At least on the surface, this flashy Russian capital with its shops, cafes and traffic jams is well insulated from the horrors of the front, save for the occasional intercept of Ukrainian military drones, but frankly, few Muscovites give it a second thought.
After a brief sanctions shock following the 2022 invasion, Russia’s military spending soared and its economy boomed.
Fueled by oil and gas exports, Russia is on track to defy Western predictions of economic collapse and become the world’s ninth largest economy by 2025, ahead of Canada and Brazil, according to the International Monetary Fund. This is up from 11th place before the Ukraine war began.
But there are growing signs of creeping economic pain associated with the distorted war economy.

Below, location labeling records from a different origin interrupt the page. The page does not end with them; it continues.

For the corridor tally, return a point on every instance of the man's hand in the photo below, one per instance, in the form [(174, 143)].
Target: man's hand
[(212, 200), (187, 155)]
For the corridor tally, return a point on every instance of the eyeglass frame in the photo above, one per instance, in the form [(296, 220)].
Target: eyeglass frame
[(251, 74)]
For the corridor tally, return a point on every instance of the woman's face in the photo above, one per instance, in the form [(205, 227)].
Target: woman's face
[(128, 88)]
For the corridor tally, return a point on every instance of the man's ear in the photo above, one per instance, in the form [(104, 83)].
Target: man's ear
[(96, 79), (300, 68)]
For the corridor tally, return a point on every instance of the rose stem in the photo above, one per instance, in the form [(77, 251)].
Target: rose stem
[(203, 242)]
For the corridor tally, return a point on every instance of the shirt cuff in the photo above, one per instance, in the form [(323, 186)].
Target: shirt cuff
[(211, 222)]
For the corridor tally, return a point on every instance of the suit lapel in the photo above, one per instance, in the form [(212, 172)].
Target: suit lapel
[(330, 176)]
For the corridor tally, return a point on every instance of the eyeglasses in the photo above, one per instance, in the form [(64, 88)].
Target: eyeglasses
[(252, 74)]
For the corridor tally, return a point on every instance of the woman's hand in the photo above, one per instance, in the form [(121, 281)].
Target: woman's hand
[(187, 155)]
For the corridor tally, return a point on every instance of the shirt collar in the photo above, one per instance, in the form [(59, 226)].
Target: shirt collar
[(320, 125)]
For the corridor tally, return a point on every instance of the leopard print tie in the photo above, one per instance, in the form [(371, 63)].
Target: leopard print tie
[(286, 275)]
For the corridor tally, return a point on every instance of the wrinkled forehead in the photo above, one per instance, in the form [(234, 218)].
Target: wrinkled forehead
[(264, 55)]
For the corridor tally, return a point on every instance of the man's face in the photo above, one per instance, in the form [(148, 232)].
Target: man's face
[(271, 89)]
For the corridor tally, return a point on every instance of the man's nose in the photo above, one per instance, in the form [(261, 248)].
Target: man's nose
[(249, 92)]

One problem is the increasingly expensive practice of offering large signing bonuses to Russians who agree to join the military, and even bigger rewards if they are killed in action.
Additionally, military conscription and the prioritization of production in the military industry have led to what Russia’s pro-Kremlin newspaper Nezavishimaya Gazeta calls “severe labor shortages” in other essential industries as well.
Most likely, Russia could never have prevented the development of these events, even if it had not already expanded and become mired in Ukraine.
But after four years of brutal war that took a terrible toll on Ukraine, Russia was left exhausted domestically and weakened on the international stage.
Back on the rooftop of a Kiev hotel in February 2022, I, like many others, was wrong about the possibility of President Putin ordering a full-scale invasion of Ukraine.
But they were unfortunately right about the disastrous consequences of doing so – for the Ukrainians, of course, and for the Russians as well – a prediction that unfortunately proved all too accurate.